The technique disclosed in non-patent literature 1 is referred to as word spotting, which postulates that a speech signal contains words that are not to be detected. Therefore, in this technique, for keywords to be detected, a triphone GMM-HMM obtained by learning a GMM-HMM for each combination of the phoneme of interest and the preceding and succeeding phonemes is used for likelihood calculation of a maximum-likelihood phoneme string. For other spoken words, a monophone GMM-HMM obtained by learning a GMM-HMM for each phoneme of interest independently of the preceding and succeeding phonemes is used for likelihood calculation of a maximum-likelihood phoneme string.
Techniques which use neural networks have been proposed to improve the recognition accuracy in speech recognition techniques which use HMMs as acoustic models (see, e.g., U.S. Patent Application Publication No. 2012/0065976).

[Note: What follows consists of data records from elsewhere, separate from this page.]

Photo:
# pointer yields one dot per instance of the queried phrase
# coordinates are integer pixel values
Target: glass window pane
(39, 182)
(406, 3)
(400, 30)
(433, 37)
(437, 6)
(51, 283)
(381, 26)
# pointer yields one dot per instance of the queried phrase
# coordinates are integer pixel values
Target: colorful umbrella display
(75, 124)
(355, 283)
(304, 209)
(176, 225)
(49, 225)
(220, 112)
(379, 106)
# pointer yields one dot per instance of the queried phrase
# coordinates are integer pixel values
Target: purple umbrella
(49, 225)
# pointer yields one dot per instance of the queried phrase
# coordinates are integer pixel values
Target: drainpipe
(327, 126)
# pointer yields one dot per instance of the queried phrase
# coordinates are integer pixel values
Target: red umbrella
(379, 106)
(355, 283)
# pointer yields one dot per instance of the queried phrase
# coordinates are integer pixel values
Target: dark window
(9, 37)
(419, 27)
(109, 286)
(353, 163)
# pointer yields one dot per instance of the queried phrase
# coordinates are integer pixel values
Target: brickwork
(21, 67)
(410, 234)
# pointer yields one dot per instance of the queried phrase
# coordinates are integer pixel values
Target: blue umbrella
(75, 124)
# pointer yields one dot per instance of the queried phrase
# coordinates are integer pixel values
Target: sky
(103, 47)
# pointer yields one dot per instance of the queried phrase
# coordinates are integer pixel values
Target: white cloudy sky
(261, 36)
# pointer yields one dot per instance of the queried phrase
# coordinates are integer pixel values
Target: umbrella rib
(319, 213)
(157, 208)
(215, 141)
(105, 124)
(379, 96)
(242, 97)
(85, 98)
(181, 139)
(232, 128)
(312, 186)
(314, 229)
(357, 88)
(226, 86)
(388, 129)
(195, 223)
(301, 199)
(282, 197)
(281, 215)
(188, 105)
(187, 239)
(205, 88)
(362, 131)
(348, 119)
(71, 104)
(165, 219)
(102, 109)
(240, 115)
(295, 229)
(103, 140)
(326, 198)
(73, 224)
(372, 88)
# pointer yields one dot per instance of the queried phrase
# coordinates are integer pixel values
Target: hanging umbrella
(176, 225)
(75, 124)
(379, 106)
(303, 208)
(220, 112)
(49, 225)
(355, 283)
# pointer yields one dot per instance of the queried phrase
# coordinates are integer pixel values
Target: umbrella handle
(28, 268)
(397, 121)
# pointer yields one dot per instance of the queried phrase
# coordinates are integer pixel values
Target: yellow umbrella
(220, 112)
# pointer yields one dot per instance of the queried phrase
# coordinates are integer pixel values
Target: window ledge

In the technique disclosed in U.S. Patent Application Publication No. 2012/0065976, a DBN (Deep Belief Network) (also referred to as a DNN (Deep Neural Network; to be referred to as a DNN hereinafter)) is used instead of a GMM, to calculate the output probability of each phoneme in each state of the HMM. In other words, a feature vector including a plurality of features calculated from a speech signal is input to the DNN to calculate the output probability of each phoneme in each state of the HMM. This technique then obtains the product of the calculated output probability and the state transition probability for each phoneme in accordance with the HMM to calculate a likelihood for a maximum-likelihood phoneme string.